Tapi jika dikaitkan dengan sikap negara-negara Eropa yang
diundang WBF, nota bene adalah pendukung IBF, kemungkinan yang
diperkirakan Suhandinata kelihatan tipis sekali. Sebab belum
satu pun dari negara-negara Eropa tersebut yang telah menyatakan
kesediaan mereka. Juga dari negara-negara lain non-WBF seperti
India maupun Jepang. Tidakkah, seandainya IBF memberikan
dispensasi pada anggotanya untuk mengikuti turnamen WBF, peluang
itu akan merupakan bumerang bagi mereka? Diperkirakan tak ada
jawaban dari negaranegara Eropa maupun India dan Jepang tak lain
punya hubungan erat dengan kekuatiran itu.

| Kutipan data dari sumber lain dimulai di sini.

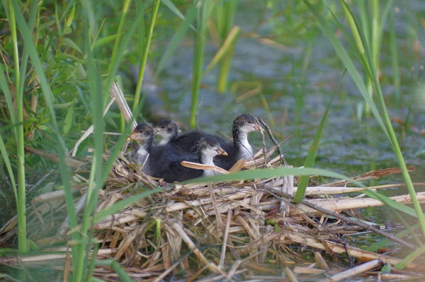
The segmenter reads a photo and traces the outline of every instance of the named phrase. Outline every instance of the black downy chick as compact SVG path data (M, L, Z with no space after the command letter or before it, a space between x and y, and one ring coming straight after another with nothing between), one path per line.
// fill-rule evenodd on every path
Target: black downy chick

Bagaimana dengan sikap Indonesia? "Prinsip PBSI adalah pemain
jangan sampai dirugikan oleh pertentangan kedua badan ini. Kita
mau main dengan siapa saja di seluruh dunia," kata Suhandinata.
Sekalipun kemudian Suhandinata menambahkan adanya keterikatan
PBSI pada IBF dan KONI, Sosothikul menangkap juga yang tersirat
di balik penjelasan tersebut. Di situlah dimasukkannya faktor
kerjasama ASEAN untuk menunjang misinya. "WBF akan tetap
menyambut gembira sekalipun Indonesia hanya mengirimkan pemain
kelas dua atau junior," kata Sosothikul merendah.
Ketika menyampaikan soal solidaritas ASEAN, Sosothikul tak
kurang mengharapkan masalah ini jangan dicampur adukan dengan
masalah lain umpamanya politik. Tapi, tidakkah ia sendiri telah
menyentuh soal politik? Suatu dilema yang tidak gampang bagi
Indonesia (baca PBSI) yang di satu pihak terikat pada
keanggotaan IBF, di lain pihak punya ikatan batin dengan ASEAN.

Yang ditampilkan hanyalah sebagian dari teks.